Oleh: Moehammad Amar Ma’ruf (Diplomat karir, penulis buku KATULISTIWA, Majelis Pembina Yayasan Pendidikan Kesatuan Cengkareng-Jakarta Barat)
ZNEWS.ID JAKARTA – Agustus 2024 menjadi saksi pengakuan internasional bagi peran Komunitas Tunarungu Indonesia dan pemangku kepentingan terkait literasi bahasa isyarat untuk pengajaran Al-Qur’an.
Komunitas Tunarungu Indonesia sebagai bagian dari masyarakat/masyarakat berkebutuhan khusus nasional yang dilindungi oleh Undang-Undang Nomor 8 Tahun 2016 tentang Penyandang Disabilitas telah menunjukkan kontribusinya yang signifikan terhadap pengembangan pendidikan tidak hanya bagi masyarakat Indonesia tetapi juga bagi komunitas dan masyarakat dunia.
Agustus bagi Indonesia dikenal sebagai bulan peringatan momen bersejarah proklamasi kemerdekaan Indonesia, tepatnya 17 Agustus 1945. Kini, di tahun 2024, Agustus menjadi momen yang penuh berkah tidak hanya bagi Komunitas dan Pengurus Tunarungu Indonesia tetapi juga bagi komunitas internasional.
Tepatnya pada 29-29 Agustus 2024 atau 25-26 Safar 1446 H, pada Sidang ke-50 Dewan Menteri Luar Negeri Organisasi Kerja Sama Islam (OKI) yang diselenggarakan di Yaoundé-Republik Kamerun, Dewan Menteri negara-negara anggota OKI telah mengadopsi resolusi yang tercantum pada Resolusi di Sektor Sains dan Teknologi dan Inovasi, Pendidikan Tinggi, Kesehatan, Air dan Lingkungan dengan Subyek Resolusi No. 7/50-S&T tentang Kegiatan dari Universitas OKI angka 7 pada halaman 24 yang secara tersirat mengakui praktik terbaik Indonesia dalam promosi dan pengembangan bahasa Isyarat dalam pengajaran Qur’an.

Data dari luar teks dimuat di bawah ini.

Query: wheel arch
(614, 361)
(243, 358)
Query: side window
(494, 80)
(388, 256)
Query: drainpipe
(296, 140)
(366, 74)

Dokumen tersebut di atas menyatakan bahwa anggota OKI: “Menyambut baik kerja sama antara Universitas Teknologi Islam dan Pemerintah Indonesia dalam menyelenggarakan seminar virtual pada 22 Maret 2024, tentang Bahasa Isyarat Al-Qur’an, untuk memajukan pengajaran bahasa isyarat.
Al-Qur’an menggunakan bahasa isyarat, dan mendorong Negara-negara Anggota serta organ dan lembaga OKI terkait untuk lebih mengembangkan Bahasa Isyarat, sebagai bagian dari pendidikan yang inklusif untuk semua”.
Resolusi di atas telah menjadi catatan internasional yang tidak hanya mengandung kebijaksanaan atau norma pasif namun juga menunjukkan komitmen dan dukungan yang kuat seluruh negara anggota OKI dan lembaga-lembaganya untuk memberikan perhatian yang lebih berkelanjutan kepada komunitas ini dan mendorong keterlibatan internasional untuk menciptakan pendidikan yang lebih berkeadilan bagi seluruh elemen masyarakatnya.
Untuk itu, masih banyak pekerjaan rumah yang harus diselesaikan. Diakui, pengakuan internasional di atas merupakan rangkaian langkah awal yang terintegrasi di tingkat nasional untuk lebih meningkatkan perhatian kita terhadap komunitas ini.
Terlebih lagi, masyarakat internasional masih perlu berkolaborasi dalam meningkatkan kualitas komunitas tersebut, termasuk pengembangan dan penggunaan teknologi yang sesuai untuk memudahkan mereka (para penyandang kebutuhan khusus dan pemangku kepentingan terkait) berpartisipasi penuh dalam masyarakat.